Cuando se trata de transmitir algo que es querido e importante, a menudo ocurre que las acciones comunican mejor que las palabras. Un ejemplo es la diferencia entre un hombre que le dice a una mujer que la ama, y ese mismo hombre que está delante de un altar poniéndole un anillo de boda en su dedo. Ese gesto con el anillo capta más el significado, el sentido y la profundidad de lo que ocurre que las palabras. Además, ese anillo seguirá suscitando la fuerza y la profundidad de ese compromiso durante años en el futuro.
La fiesta del Corpus Christi, el Santísimo Cuerpo y Sangre de nuestro Señor, se refiere a esta diferencia entre el lenguaje y la acción: la diferencia entre las palabras pronunciadas en la Última Cena (por muy necesarias que sean) y el significado más profundo y la vida más honda que se transmite al compartir realmente este sagrado alimento.
En esta escena de la Última Cena, escuchamos muchos ecos de aquel acontecimiento clave en la historia de la nación judía, el establecimiento de la Alianza, el pacto de Dios con su pueblo a través de la acción de Moisés al pie de la montaña.
Moisés lleva cuencos llenos de la sangre de los animales sacrificados anteriormente como ofrenda. La mitad la derrama sobre el altar, que simboliza a Dios. La otra mitad la rocía sobre el pueblo hebreo, diciéndole que mediante esta acción ritual se establece el pacto entre ellos y Yahvé, «la Alianza». El Señor dice: «Vosotros seréis mi pueblo y yo seré vuestro Dios». Y el pueblo responde: «Todo lo que el Señor ha dicho, lo atenderemos y lo haremos». Es esa acción, la sangre rociada sobre el altar y el pueblo, la que actúa y sella el vínculo entre los hebreos y su Dios. Como declara Moisés: «Esta es la sangre de la alianza que el Señor hizo con vosotros».
Al celebrar la Última Cena, Jesús está incorporando este anterior y denso significado a una nueva y aún más profunda promesa, la Nueva Alianza.

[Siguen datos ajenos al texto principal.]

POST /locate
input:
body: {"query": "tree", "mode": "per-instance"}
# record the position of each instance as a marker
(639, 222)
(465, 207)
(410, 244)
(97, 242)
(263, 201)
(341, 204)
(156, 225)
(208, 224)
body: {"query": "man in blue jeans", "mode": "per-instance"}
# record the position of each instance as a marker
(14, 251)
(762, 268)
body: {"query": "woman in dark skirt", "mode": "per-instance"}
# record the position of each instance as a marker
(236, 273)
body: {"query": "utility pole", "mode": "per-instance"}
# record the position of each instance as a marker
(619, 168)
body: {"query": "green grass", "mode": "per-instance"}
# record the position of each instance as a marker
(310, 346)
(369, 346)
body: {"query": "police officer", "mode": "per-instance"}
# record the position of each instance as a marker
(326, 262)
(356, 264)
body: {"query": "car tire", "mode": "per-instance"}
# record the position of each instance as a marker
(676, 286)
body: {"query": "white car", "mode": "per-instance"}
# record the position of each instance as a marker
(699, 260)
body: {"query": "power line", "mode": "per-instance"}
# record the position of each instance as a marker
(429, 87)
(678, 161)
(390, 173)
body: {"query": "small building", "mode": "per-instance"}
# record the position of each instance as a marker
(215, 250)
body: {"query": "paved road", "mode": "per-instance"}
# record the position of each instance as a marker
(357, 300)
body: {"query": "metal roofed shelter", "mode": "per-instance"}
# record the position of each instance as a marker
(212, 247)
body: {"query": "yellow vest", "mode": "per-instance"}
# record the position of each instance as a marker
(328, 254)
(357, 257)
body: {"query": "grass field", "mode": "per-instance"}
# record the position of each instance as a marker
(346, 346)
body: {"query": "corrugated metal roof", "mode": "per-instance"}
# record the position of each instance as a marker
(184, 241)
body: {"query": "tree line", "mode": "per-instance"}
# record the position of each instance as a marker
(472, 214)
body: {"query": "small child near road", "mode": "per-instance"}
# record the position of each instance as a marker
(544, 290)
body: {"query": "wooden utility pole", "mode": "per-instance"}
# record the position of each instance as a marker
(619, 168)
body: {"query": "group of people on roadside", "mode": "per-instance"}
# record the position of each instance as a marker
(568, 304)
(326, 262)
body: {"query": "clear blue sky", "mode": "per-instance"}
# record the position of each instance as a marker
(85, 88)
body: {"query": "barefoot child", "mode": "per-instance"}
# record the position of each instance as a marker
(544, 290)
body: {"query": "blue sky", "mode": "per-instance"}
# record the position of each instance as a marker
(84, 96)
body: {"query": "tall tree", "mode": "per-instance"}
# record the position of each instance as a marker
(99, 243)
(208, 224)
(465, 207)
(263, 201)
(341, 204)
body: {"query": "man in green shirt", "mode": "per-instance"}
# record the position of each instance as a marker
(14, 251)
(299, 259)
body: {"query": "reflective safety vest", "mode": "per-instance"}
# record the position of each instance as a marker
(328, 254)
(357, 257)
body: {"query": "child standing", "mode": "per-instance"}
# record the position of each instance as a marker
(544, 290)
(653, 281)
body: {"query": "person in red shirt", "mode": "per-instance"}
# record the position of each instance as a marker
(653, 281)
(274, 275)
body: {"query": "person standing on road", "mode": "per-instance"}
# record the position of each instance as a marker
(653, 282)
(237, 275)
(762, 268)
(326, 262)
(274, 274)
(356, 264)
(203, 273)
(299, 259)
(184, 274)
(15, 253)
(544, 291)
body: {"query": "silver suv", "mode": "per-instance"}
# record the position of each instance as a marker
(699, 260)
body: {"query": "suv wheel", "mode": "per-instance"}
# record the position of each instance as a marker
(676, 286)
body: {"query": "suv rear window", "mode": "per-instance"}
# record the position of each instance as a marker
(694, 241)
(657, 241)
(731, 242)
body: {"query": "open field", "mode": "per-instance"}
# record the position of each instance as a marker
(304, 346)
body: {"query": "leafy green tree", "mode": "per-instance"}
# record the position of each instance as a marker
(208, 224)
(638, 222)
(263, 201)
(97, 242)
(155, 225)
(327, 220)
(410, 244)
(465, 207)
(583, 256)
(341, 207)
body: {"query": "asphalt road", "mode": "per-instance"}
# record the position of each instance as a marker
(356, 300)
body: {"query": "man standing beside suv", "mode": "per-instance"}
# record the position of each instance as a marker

La sangre que va a ser derramada y rociada es su propia sangre, que gotea de su cuerpo crucificado mientras se entrega a su Padre por nosotros, para nuestro rescate y salvación.
Esta acción tiene un gran significado para cada uno de nosotros. Promulga la Nueva Alianza, la que abre el canal entre nosotros y Dios de forma permanente e inquebrantable. Es el acontecimiento, el hecho lleno hasta el borde de tanto significado y eficacia y de consecuencias salvadoras para todos.
Es este mismo encuentro el que representamos de forma ritual cada vez que nos reunimos en torno al altar para participar en la fracción del pan y en la bebida del cáliz. El compartir se repite una y otra vez cuando en la Eucaristía somos llevados a la presencia del Cuerpo y la Sangre del Señor Jesús, derramados en amor por nosotros.
Al acercarnos a la Eucaristía, entramos en esta acción de sanación, en este acontecimiento lleno del significado de esa Alianza: «Yo seré vuestro Dios y vosotros seréis mi pueblo». O, lo que es lo mismo, en la entrañable imagen de Jesús: «Yo seré vuestro Pastor y vosotros seréis mi rebaño. Os guiaré y os protegeré. Y al reconocer el sonido de mi voz, me seguiréis».
Como he dicho al comienzo, hay acciones que en su misma ejecución comunican más profundidad y significado que las palabras que las rodean. Esta acción de la Eucaristía es el mejor ejemplo de ello para los creyentes.
Cada vez que nos abrimos a lo que sucede dentro y alrededor de ella, estamos siendo llevados a la presencia salvadora de Dios. Estamos entrando de nuevo en el sacrificio reconciliador que Jesús hace para siempre, su Cuerpo y su Sangre derramados por nosotros en un amor incondicional. A su manera, san Vicente subraya el sentido de esto cuando escribe: «A Jesús le complace que permanezcamos siempre en la alegría de su amor».
Participar en esta Eucaristía es entrar en la formación actual y en el desarrollo de esta Alianza Nueva y Eterna. Es el encuentro que nos une al Dios siempre fiel, llevándonos el amor divino derramado por el Espíritu de Cristo Jesús.